The evaluation was undertaken using the FSB’s framework for the post-implementation evaluation of the effects of the G20 financial regulatory reforms. The framework guides analyses of whether the G20 reforms are achieving their intended outcomes and helps identify any material unintended consequences that may have to be addressed, without compromising on the objectives of the reforms. This is the fifth evaluation under the FSB framework; all completed evaluations are published on the FSB website.
The FSB has developed a comprehensive work programme to enhance the resilience of NBFI, which aims to ensure a more stable provision of financing to the economy and reduce the need for extraordinary central bank interventions. The FSB will report to the G20 on progress in this NBFI work programme in July 2024.

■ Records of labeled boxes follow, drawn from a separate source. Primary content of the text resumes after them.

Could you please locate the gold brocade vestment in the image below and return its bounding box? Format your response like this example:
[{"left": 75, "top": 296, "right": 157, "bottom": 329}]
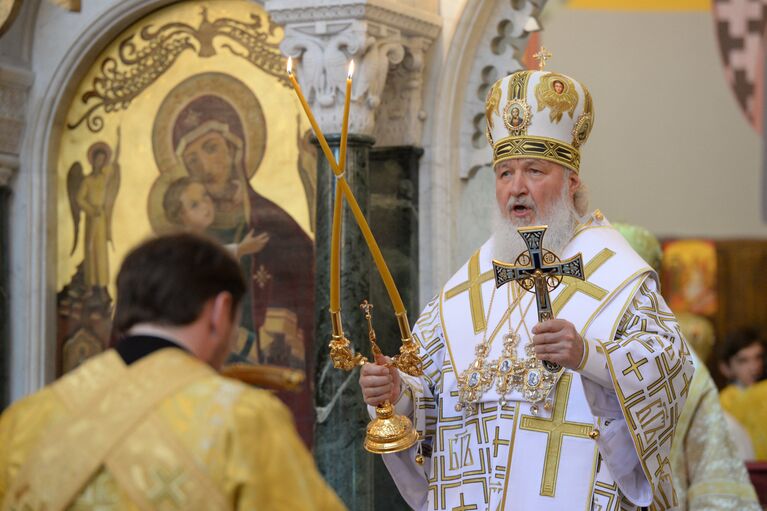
[
  {"left": 719, "top": 380, "right": 767, "bottom": 461},
  {"left": 671, "top": 361, "right": 761, "bottom": 511},
  {"left": 0, "top": 348, "right": 344, "bottom": 511}
]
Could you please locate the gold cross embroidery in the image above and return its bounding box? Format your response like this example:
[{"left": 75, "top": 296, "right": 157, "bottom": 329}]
[
  {"left": 493, "top": 426, "right": 509, "bottom": 458},
  {"left": 147, "top": 468, "right": 186, "bottom": 509},
  {"left": 519, "top": 373, "right": 593, "bottom": 497},
  {"left": 623, "top": 353, "right": 647, "bottom": 381},
  {"left": 552, "top": 248, "right": 615, "bottom": 315},
  {"left": 445, "top": 251, "right": 495, "bottom": 334},
  {"left": 453, "top": 493, "right": 477, "bottom": 511}
]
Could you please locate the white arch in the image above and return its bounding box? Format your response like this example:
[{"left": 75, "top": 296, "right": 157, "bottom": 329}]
[
  {"left": 419, "top": 0, "right": 532, "bottom": 305},
  {"left": 10, "top": 0, "right": 192, "bottom": 400}
]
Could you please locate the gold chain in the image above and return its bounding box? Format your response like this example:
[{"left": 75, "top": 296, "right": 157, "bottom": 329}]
[{"left": 455, "top": 280, "right": 563, "bottom": 415}]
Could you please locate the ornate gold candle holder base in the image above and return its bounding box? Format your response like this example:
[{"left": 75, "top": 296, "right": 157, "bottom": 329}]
[{"left": 365, "top": 401, "right": 418, "bottom": 454}]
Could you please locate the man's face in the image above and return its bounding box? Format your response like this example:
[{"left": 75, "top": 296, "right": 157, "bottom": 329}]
[
  {"left": 722, "top": 342, "right": 764, "bottom": 387},
  {"left": 180, "top": 183, "right": 216, "bottom": 231},
  {"left": 183, "top": 131, "right": 234, "bottom": 196},
  {"left": 495, "top": 158, "right": 580, "bottom": 227}
]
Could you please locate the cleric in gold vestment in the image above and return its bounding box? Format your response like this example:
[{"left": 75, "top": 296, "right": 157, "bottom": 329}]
[{"left": 0, "top": 234, "right": 344, "bottom": 511}]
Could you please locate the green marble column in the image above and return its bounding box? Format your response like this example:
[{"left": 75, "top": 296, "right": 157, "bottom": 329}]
[
  {"left": 315, "top": 135, "right": 423, "bottom": 511},
  {"left": 314, "top": 135, "right": 375, "bottom": 511},
  {"left": 369, "top": 146, "right": 423, "bottom": 510},
  {"left": 0, "top": 185, "right": 11, "bottom": 410}
]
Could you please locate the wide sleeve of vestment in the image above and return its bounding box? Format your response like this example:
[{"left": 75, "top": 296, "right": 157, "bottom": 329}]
[
  {"left": 671, "top": 363, "right": 761, "bottom": 511},
  {"left": 226, "top": 389, "right": 346, "bottom": 511},
  {"left": 0, "top": 388, "right": 63, "bottom": 507},
  {"left": 578, "top": 276, "right": 694, "bottom": 509}
]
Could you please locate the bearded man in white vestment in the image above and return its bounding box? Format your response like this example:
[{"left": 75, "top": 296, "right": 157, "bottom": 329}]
[{"left": 360, "top": 66, "right": 693, "bottom": 511}]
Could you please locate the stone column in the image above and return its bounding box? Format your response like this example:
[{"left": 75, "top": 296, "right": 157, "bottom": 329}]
[
  {"left": 265, "top": 0, "right": 441, "bottom": 511},
  {"left": 314, "top": 135, "right": 375, "bottom": 510},
  {"left": 0, "top": 165, "right": 14, "bottom": 410}
]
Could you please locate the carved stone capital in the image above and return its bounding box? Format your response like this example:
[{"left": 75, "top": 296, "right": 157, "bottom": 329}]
[
  {"left": 266, "top": 0, "right": 441, "bottom": 145},
  {"left": 0, "top": 64, "right": 32, "bottom": 157}
]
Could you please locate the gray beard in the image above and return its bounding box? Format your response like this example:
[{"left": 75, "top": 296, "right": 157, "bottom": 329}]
[{"left": 493, "top": 183, "right": 580, "bottom": 263}]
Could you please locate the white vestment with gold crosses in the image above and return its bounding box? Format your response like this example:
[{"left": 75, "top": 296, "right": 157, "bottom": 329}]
[{"left": 384, "top": 215, "right": 693, "bottom": 511}]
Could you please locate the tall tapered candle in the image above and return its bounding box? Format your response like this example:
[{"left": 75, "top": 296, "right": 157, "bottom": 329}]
[
  {"left": 288, "top": 57, "right": 405, "bottom": 315},
  {"left": 288, "top": 57, "right": 338, "bottom": 174},
  {"left": 338, "top": 60, "right": 354, "bottom": 172}
]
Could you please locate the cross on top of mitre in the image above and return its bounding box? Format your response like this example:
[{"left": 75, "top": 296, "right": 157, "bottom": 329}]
[{"left": 533, "top": 46, "right": 552, "bottom": 71}]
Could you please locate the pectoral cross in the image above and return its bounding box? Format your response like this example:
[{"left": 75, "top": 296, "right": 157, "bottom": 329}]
[{"left": 493, "top": 225, "right": 584, "bottom": 372}]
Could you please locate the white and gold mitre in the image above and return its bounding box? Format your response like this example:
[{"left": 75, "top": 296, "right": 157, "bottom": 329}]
[{"left": 485, "top": 63, "right": 594, "bottom": 173}]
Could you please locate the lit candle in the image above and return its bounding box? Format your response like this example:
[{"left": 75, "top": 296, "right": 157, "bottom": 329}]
[
  {"left": 330, "top": 184, "right": 344, "bottom": 312},
  {"left": 338, "top": 60, "right": 354, "bottom": 172},
  {"left": 337, "top": 177, "right": 405, "bottom": 316},
  {"left": 288, "top": 57, "right": 338, "bottom": 174},
  {"left": 288, "top": 57, "right": 405, "bottom": 317}
]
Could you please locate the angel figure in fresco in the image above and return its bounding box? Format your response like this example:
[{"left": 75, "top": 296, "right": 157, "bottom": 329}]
[{"left": 67, "top": 128, "right": 120, "bottom": 300}]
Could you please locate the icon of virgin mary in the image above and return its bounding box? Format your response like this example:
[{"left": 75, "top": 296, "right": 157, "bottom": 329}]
[{"left": 149, "top": 73, "right": 314, "bottom": 442}]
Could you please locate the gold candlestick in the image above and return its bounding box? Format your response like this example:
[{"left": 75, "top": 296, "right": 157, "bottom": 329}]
[{"left": 360, "top": 300, "right": 418, "bottom": 454}]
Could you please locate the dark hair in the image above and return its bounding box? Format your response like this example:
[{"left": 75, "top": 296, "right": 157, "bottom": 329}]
[
  {"left": 719, "top": 327, "right": 764, "bottom": 364},
  {"left": 113, "top": 233, "right": 245, "bottom": 337}
]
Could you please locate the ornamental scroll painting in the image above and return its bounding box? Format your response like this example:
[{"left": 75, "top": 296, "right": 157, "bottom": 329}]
[{"left": 57, "top": 0, "right": 316, "bottom": 443}]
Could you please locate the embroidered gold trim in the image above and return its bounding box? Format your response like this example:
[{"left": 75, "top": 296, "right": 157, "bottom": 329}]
[
  {"left": 493, "top": 135, "right": 581, "bottom": 174},
  {"left": 519, "top": 373, "right": 594, "bottom": 497}
]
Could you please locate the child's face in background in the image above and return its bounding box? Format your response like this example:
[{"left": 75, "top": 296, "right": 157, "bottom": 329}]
[{"left": 180, "top": 183, "right": 216, "bottom": 231}]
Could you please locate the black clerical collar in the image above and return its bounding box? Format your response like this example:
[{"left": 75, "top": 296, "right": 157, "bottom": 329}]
[{"left": 115, "top": 335, "right": 189, "bottom": 365}]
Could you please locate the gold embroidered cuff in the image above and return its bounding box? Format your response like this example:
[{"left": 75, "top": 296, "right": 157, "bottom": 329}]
[
  {"left": 493, "top": 135, "right": 581, "bottom": 174},
  {"left": 576, "top": 337, "right": 613, "bottom": 389}
]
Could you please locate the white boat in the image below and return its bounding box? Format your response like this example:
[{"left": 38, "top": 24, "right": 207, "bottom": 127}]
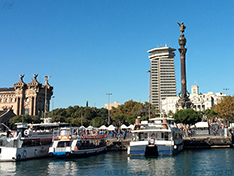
[
  {"left": 127, "top": 117, "right": 184, "bottom": 155},
  {"left": 0, "top": 120, "right": 67, "bottom": 161},
  {"left": 49, "top": 128, "right": 106, "bottom": 157}
]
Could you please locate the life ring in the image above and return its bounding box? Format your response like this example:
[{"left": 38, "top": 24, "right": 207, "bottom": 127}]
[
  {"left": 16, "top": 154, "right": 21, "bottom": 160},
  {"left": 11, "top": 131, "right": 15, "bottom": 136}
]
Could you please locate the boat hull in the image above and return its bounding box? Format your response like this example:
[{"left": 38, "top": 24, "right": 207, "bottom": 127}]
[
  {"left": 0, "top": 145, "right": 49, "bottom": 161},
  {"left": 49, "top": 146, "right": 106, "bottom": 158},
  {"left": 128, "top": 142, "right": 183, "bottom": 156}
]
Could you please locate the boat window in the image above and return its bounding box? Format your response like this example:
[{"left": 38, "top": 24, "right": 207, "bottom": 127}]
[
  {"left": 138, "top": 133, "right": 145, "bottom": 141},
  {"left": 57, "top": 141, "right": 71, "bottom": 148},
  {"left": 61, "top": 130, "right": 69, "bottom": 135},
  {"left": 161, "top": 132, "right": 169, "bottom": 141}
]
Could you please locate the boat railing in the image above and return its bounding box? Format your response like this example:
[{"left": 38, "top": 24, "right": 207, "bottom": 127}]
[{"left": 81, "top": 134, "right": 106, "bottom": 139}]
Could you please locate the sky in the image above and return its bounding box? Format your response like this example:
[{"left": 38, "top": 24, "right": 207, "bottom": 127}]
[{"left": 0, "top": 0, "right": 234, "bottom": 109}]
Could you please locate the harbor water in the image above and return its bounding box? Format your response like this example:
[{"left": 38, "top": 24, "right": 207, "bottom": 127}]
[{"left": 0, "top": 148, "right": 234, "bottom": 176}]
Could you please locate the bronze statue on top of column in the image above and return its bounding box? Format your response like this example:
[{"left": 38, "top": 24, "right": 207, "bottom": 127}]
[{"left": 177, "top": 22, "right": 192, "bottom": 109}]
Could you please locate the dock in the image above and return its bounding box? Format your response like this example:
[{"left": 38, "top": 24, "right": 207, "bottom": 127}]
[
  {"left": 183, "top": 136, "right": 233, "bottom": 149},
  {"left": 106, "top": 138, "right": 131, "bottom": 151}
]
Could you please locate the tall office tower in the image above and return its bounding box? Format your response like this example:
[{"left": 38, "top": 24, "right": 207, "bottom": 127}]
[{"left": 148, "top": 46, "right": 176, "bottom": 110}]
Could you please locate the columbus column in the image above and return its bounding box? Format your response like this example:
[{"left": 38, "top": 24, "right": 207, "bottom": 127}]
[{"left": 177, "top": 22, "right": 192, "bottom": 110}]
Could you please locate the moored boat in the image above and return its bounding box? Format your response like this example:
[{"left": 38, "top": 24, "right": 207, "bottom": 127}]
[
  {"left": 0, "top": 118, "right": 67, "bottom": 161},
  {"left": 49, "top": 128, "right": 106, "bottom": 157},
  {"left": 127, "top": 118, "right": 183, "bottom": 156},
  {"left": 0, "top": 123, "right": 52, "bottom": 161}
]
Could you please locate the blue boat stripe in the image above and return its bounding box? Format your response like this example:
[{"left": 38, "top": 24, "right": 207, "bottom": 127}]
[{"left": 130, "top": 151, "right": 145, "bottom": 155}]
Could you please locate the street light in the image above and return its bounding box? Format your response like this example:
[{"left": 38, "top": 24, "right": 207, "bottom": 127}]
[
  {"left": 52, "top": 96, "right": 55, "bottom": 116},
  {"left": 223, "top": 88, "right": 229, "bottom": 96},
  {"left": 44, "top": 76, "right": 51, "bottom": 121},
  {"left": 146, "top": 70, "right": 151, "bottom": 119},
  {"left": 106, "top": 93, "right": 112, "bottom": 126}
]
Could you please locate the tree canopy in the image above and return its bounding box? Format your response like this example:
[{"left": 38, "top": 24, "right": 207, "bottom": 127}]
[
  {"left": 7, "top": 100, "right": 156, "bottom": 127},
  {"left": 212, "top": 96, "right": 234, "bottom": 122}
]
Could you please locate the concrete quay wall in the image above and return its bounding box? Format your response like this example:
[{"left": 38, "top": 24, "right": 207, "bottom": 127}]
[{"left": 183, "top": 136, "right": 233, "bottom": 149}]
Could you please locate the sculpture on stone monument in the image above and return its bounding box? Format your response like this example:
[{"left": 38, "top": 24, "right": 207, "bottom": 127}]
[{"left": 177, "top": 22, "right": 186, "bottom": 34}]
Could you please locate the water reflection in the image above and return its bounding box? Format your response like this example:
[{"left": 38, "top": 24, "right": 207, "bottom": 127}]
[{"left": 0, "top": 149, "right": 234, "bottom": 176}]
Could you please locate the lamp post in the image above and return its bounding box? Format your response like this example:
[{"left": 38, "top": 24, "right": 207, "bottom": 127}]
[
  {"left": 106, "top": 93, "right": 112, "bottom": 126},
  {"left": 146, "top": 70, "right": 151, "bottom": 119},
  {"left": 223, "top": 88, "right": 229, "bottom": 96},
  {"left": 52, "top": 96, "right": 55, "bottom": 116},
  {"left": 44, "top": 76, "right": 50, "bottom": 121}
]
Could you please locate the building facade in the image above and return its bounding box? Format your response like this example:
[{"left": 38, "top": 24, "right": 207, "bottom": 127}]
[
  {"left": 148, "top": 46, "right": 176, "bottom": 110},
  {"left": 0, "top": 74, "right": 53, "bottom": 116},
  {"left": 162, "top": 85, "right": 226, "bottom": 114}
]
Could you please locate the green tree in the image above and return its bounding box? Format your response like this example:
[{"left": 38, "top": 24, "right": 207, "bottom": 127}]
[
  {"left": 212, "top": 96, "right": 234, "bottom": 127},
  {"left": 204, "top": 109, "right": 218, "bottom": 134}
]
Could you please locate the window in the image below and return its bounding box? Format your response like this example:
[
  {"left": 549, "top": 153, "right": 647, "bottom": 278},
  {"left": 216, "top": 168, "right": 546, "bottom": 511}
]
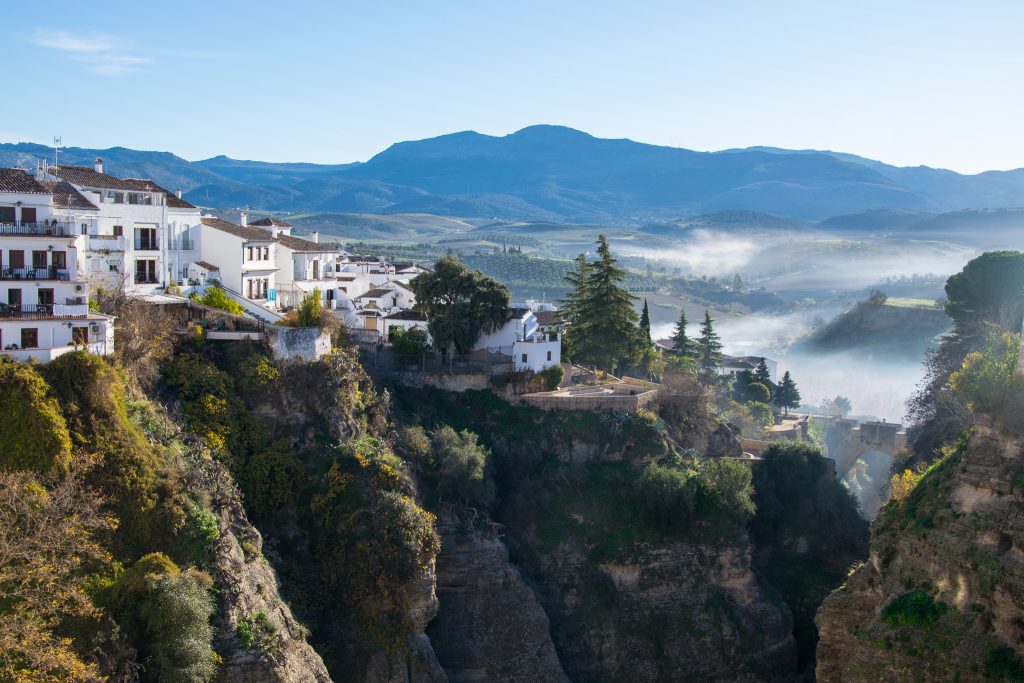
[
  {"left": 135, "top": 227, "right": 160, "bottom": 251},
  {"left": 135, "top": 258, "right": 157, "bottom": 285}
]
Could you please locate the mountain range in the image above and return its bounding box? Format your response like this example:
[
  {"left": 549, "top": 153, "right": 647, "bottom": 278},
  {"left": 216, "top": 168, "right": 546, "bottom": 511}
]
[{"left": 6, "top": 126, "right": 1024, "bottom": 224}]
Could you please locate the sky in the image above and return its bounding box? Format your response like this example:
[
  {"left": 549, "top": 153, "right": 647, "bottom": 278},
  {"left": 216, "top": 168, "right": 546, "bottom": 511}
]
[{"left": 8, "top": 0, "right": 1024, "bottom": 173}]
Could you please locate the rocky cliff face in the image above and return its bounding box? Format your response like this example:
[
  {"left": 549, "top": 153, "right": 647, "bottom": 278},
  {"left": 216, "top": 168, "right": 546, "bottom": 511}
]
[
  {"left": 191, "top": 461, "right": 331, "bottom": 683},
  {"left": 816, "top": 426, "right": 1024, "bottom": 681},
  {"left": 536, "top": 543, "right": 796, "bottom": 681},
  {"left": 427, "top": 514, "right": 568, "bottom": 683}
]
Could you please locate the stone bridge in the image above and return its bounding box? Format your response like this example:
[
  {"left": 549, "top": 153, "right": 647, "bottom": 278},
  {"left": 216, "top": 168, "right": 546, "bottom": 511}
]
[{"left": 825, "top": 419, "right": 906, "bottom": 476}]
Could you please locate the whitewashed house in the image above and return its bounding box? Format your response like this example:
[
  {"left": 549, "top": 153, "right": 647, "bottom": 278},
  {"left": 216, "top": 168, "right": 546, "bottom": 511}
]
[
  {"left": 0, "top": 169, "right": 114, "bottom": 361},
  {"left": 199, "top": 214, "right": 279, "bottom": 310},
  {"left": 473, "top": 305, "right": 562, "bottom": 373}
]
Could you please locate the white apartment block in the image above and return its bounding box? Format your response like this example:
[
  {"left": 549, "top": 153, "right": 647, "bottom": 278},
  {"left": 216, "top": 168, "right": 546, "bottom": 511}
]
[{"left": 0, "top": 169, "right": 114, "bottom": 361}]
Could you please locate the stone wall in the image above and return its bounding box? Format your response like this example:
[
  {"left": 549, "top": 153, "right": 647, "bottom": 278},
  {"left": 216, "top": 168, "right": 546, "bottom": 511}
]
[{"left": 266, "top": 325, "right": 331, "bottom": 360}]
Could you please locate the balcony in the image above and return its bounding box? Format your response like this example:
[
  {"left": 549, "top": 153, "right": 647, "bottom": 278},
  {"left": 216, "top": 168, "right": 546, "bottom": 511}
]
[
  {"left": 0, "top": 266, "right": 71, "bottom": 281},
  {"left": 89, "top": 234, "right": 125, "bottom": 252},
  {"left": 0, "top": 303, "right": 89, "bottom": 321},
  {"left": 0, "top": 221, "right": 75, "bottom": 238}
]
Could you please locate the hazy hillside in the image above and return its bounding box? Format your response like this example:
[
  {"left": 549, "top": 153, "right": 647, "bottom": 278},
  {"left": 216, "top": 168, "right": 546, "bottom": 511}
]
[{"left": 6, "top": 126, "right": 1024, "bottom": 223}]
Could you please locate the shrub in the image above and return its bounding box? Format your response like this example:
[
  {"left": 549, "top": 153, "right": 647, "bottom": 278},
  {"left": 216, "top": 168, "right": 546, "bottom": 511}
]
[
  {"left": 186, "top": 504, "right": 220, "bottom": 564},
  {"left": 112, "top": 553, "right": 215, "bottom": 683},
  {"left": 882, "top": 591, "right": 946, "bottom": 628},
  {"left": 389, "top": 328, "right": 431, "bottom": 358},
  {"left": 0, "top": 355, "right": 71, "bottom": 473},
  {"left": 188, "top": 285, "right": 246, "bottom": 315},
  {"left": 539, "top": 366, "right": 565, "bottom": 391},
  {"left": 395, "top": 425, "right": 430, "bottom": 460},
  {"left": 295, "top": 288, "right": 324, "bottom": 328},
  {"left": 430, "top": 425, "right": 495, "bottom": 507}
]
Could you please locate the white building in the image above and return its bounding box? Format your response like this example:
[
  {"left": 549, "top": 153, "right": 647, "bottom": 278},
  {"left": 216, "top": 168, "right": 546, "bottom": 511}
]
[
  {"left": 0, "top": 169, "right": 114, "bottom": 361},
  {"left": 45, "top": 159, "right": 200, "bottom": 293},
  {"left": 473, "top": 305, "right": 562, "bottom": 373}
]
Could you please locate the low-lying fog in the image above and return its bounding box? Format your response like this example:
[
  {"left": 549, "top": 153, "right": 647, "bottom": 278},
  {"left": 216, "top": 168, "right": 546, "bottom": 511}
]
[{"left": 627, "top": 230, "right": 977, "bottom": 422}]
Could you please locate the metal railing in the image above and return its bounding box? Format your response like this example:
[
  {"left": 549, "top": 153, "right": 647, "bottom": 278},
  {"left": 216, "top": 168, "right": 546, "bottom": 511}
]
[
  {"left": 0, "top": 221, "right": 75, "bottom": 238},
  {"left": 0, "top": 266, "right": 71, "bottom": 281},
  {"left": 0, "top": 303, "right": 89, "bottom": 321}
]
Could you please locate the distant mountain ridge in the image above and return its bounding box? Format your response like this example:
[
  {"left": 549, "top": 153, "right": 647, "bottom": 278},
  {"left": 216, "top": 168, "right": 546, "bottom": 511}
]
[{"left": 0, "top": 126, "right": 1024, "bottom": 225}]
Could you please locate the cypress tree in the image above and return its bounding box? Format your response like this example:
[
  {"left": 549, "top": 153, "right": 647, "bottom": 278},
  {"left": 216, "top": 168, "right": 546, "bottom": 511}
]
[
  {"left": 697, "top": 310, "right": 722, "bottom": 377},
  {"left": 640, "top": 299, "right": 650, "bottom": 344},
  {"left": 672, "top": 306, "right": 693, "bottom": 355},
  {"left": 565, "top": 234, "right": 639, "bottom": 370}
]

The FSB coordinates at the international level the work of national financial authorities and international standard-setting bodies and develops and promotes the implementation of effective regulatory, supervisory, and other financial sector policies in the interest of financial stability. It brings together national authorities responsible for financial stability in 24 countries and jurisdictions, international financial institutions, sector-specific international groupings of regulators and supervisors, and committees of central bank experts. The FSB also conducts outreach with approximately 70 other jurisdictions through its six Regional Consultative Groups.
The FSB is chaired by Klaas Knot, President of De Nederlandsche Bank. The FSB Secretariat is located in Basel, Switzerland and hosted by the Bank for International Settlements.